LONDON (Reuters) - Gold rose on Monday, touching its highest in two months as unease over the economic policies of U.S. President Donald Trump pushed investors towards safer assets while the dollar and U.S. bond yields fell.
Trump at his inauguration promised to put “America first”, while his administration said it would withdraw from or renegotiate important trade agreements, raising fears that a protectionist White House could reduce global trade.
Uncertainty over Trump’s policies sent the dollar to a 1-1/2 month low against a basket of currencies, while bond yields slipped from recent highs. [US/] [FRX/]
A weaker dollar makes gold cheaper for holders of other currencies, while lower yields reduce the opportunity cost of holding non-yielding bullion.
Spot gold was up 0.3 percent at $1,213.06 an ounce by 1304 GMT. It earlier touched $1,219.43, its highest since Nov. 22. U.S. gold futures were up 0.6 percent at $1,212.4.
“The story is one of a weaker dollar and political uncertainty,” said Danske Bank analyst Jens Pedersen.
Gold finished last week up 1 percent for its fourth straight week of gains and longest consecutive string of weekly increases since July.

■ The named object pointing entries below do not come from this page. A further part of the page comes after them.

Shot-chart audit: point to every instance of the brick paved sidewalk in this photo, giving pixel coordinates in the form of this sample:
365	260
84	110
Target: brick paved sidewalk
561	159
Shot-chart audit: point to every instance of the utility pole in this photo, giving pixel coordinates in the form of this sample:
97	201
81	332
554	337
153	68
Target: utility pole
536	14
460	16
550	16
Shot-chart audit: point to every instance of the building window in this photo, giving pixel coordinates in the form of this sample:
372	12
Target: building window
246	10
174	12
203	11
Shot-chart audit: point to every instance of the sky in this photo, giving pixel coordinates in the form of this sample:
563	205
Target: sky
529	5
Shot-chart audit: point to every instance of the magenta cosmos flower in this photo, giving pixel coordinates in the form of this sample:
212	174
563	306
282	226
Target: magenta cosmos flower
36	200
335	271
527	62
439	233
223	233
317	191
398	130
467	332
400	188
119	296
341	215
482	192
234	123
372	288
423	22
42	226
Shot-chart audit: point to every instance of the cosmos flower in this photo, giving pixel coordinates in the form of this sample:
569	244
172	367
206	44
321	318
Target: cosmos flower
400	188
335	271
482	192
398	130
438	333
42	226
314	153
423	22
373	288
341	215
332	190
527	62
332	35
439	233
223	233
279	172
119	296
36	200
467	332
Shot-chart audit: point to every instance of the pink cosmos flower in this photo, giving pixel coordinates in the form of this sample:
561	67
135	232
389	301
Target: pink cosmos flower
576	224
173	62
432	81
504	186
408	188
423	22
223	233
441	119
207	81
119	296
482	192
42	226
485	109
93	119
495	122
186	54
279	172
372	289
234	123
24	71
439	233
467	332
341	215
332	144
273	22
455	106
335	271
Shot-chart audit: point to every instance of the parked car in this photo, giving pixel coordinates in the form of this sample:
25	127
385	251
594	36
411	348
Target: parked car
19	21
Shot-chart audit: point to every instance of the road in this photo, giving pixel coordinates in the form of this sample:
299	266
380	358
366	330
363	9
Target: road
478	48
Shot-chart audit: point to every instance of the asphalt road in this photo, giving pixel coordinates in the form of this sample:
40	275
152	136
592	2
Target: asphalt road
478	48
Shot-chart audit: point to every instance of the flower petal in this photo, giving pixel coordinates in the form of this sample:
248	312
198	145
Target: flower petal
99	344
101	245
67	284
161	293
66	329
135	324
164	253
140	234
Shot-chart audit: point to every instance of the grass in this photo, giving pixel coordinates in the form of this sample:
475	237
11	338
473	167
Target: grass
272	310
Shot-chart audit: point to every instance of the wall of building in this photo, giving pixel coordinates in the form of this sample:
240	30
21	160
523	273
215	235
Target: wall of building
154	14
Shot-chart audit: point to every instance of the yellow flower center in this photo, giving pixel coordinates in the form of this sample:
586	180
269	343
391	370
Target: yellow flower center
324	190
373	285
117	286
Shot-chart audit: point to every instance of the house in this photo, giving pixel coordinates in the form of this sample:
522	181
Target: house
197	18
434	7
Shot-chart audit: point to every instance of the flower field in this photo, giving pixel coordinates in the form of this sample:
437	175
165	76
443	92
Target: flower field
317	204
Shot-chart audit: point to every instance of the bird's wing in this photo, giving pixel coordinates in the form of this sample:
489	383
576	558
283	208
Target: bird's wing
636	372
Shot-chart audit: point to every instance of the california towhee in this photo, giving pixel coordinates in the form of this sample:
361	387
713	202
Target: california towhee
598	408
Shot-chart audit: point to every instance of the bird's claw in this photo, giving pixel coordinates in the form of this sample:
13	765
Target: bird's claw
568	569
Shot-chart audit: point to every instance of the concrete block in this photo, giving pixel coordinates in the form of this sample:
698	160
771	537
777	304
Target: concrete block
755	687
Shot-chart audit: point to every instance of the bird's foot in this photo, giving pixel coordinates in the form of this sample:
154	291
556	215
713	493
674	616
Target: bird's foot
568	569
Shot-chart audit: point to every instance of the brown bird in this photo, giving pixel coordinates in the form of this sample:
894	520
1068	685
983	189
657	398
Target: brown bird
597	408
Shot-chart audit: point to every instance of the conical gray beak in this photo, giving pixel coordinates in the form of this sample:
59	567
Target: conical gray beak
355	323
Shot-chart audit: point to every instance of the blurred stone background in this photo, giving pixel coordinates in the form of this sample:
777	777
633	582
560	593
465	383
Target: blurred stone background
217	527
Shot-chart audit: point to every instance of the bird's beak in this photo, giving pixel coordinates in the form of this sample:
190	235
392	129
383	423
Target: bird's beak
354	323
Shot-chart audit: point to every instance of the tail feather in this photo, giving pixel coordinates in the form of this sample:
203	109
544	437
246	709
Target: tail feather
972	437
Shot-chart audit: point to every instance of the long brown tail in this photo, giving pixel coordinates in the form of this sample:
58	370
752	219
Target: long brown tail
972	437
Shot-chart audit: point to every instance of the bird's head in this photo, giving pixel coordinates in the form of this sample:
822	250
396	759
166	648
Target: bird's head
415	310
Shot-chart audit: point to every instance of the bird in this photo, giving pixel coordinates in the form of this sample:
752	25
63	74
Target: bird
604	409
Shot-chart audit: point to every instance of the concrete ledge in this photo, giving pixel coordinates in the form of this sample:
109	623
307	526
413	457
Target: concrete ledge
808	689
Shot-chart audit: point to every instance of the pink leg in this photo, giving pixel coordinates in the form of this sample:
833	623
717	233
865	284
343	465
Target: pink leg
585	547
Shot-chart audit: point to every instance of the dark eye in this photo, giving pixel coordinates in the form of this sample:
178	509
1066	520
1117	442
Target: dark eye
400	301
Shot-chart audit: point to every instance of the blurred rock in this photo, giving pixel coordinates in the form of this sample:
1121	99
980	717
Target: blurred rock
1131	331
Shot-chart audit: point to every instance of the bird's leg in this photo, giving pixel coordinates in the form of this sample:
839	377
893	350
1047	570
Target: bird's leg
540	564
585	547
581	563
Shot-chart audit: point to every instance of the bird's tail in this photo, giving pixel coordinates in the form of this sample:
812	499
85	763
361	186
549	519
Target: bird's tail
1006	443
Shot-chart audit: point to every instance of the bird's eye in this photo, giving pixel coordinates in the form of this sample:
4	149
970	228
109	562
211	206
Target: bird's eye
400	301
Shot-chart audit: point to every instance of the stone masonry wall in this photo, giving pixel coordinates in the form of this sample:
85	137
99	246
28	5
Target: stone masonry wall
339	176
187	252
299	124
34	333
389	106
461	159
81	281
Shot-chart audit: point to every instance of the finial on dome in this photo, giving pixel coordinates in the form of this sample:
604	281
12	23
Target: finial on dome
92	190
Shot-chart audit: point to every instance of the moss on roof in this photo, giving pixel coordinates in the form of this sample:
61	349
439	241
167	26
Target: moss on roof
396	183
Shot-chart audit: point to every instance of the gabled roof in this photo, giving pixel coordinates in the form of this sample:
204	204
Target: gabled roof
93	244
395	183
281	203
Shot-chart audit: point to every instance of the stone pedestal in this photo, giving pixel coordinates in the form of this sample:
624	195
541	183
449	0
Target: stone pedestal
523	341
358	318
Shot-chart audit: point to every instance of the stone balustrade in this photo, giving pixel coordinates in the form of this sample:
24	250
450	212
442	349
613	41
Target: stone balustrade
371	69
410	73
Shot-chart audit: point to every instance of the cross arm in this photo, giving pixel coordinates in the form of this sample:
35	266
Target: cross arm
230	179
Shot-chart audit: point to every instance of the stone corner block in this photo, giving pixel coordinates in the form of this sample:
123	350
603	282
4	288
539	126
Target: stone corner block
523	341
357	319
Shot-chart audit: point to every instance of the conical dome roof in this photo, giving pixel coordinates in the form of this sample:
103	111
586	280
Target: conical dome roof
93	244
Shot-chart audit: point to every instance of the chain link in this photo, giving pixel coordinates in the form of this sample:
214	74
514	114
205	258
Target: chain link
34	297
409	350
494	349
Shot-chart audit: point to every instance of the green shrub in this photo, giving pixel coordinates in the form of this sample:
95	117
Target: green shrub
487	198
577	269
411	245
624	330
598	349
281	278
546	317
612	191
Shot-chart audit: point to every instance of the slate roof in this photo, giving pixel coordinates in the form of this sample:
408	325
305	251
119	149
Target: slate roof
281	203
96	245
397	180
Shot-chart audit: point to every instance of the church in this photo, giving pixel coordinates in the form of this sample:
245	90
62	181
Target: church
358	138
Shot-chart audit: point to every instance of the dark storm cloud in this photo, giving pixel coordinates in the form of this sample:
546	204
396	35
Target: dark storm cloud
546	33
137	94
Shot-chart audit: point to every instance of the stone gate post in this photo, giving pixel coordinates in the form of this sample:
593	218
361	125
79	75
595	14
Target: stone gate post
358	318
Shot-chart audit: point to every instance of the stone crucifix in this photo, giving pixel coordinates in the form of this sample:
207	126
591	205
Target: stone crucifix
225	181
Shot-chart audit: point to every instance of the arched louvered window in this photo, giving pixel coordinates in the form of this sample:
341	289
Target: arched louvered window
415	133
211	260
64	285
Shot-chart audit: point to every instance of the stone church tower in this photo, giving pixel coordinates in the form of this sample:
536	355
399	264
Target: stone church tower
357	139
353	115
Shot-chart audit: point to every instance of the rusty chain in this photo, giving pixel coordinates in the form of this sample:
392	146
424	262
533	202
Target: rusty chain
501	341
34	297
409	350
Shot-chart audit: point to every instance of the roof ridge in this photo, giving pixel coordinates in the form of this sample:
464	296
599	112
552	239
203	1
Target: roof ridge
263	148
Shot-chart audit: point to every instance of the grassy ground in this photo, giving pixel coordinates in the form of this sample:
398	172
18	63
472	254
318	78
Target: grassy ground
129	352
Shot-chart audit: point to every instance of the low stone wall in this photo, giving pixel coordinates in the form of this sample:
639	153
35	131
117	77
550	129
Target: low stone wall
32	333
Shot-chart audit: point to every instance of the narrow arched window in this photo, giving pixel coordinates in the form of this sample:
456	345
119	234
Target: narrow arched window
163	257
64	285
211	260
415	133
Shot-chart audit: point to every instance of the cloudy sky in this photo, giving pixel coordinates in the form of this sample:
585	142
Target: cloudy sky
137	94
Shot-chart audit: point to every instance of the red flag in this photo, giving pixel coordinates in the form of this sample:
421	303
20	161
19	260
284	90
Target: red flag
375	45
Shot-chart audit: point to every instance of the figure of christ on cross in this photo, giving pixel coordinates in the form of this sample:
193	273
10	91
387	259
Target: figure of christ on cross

Underscoring the bullish view, data from the U.S. Commodity Futures Trading Commission (CFTC) showed that speculators raised their net long positions in COMEX gold contracts for a second week in the week to Jan. 17.
Precious metal funds also had their biggest inflows in five months in the week to Jan. 18, according to Bank of America Merrill Lynch.
“Momentum indicators are biased to the upside,” said ScotiaMocatta analysts, targeting $1,255.70 an ounce.
But gold faces resistance, at $1,219, that it may struggle to break, Reuters’ technical analysis shows.
The gains could also be derailed by U.S. interest rate rises that could begin as early as March, faster than expected by the market, Danske’s Pedersen said.
“That would be negative for gold and counter the effect of political uncertainty,” he said.
Two governors of regional branches of the U.S. Federal Reserve said on Friday that economic strength warranted interest rates increases.
Higher rates mean that bond prices fall and yields rise, making such investments more attractive to those looking for safe-haven assets. Though gold is such an asset, it does not offer a yield to investors and costs money to store and insure.
Among other precious metals, silver was up 0.3 percent at $17.12 an ounce and platinum rose 0.3 percent to $979.7.
Palladium was flat at $785.4, having earlier touched $795.6, its highest since May 2015.
Analysts at Julius Baer said that investors were too optimistic after palladium, which is used in the automotive industry for emission-controlling catalytic converters, jumped 4.8 percent last week.
Car sales this year in China and the U.S. would fall short of investors’ hopes, they said. “A dent is looming,” they added.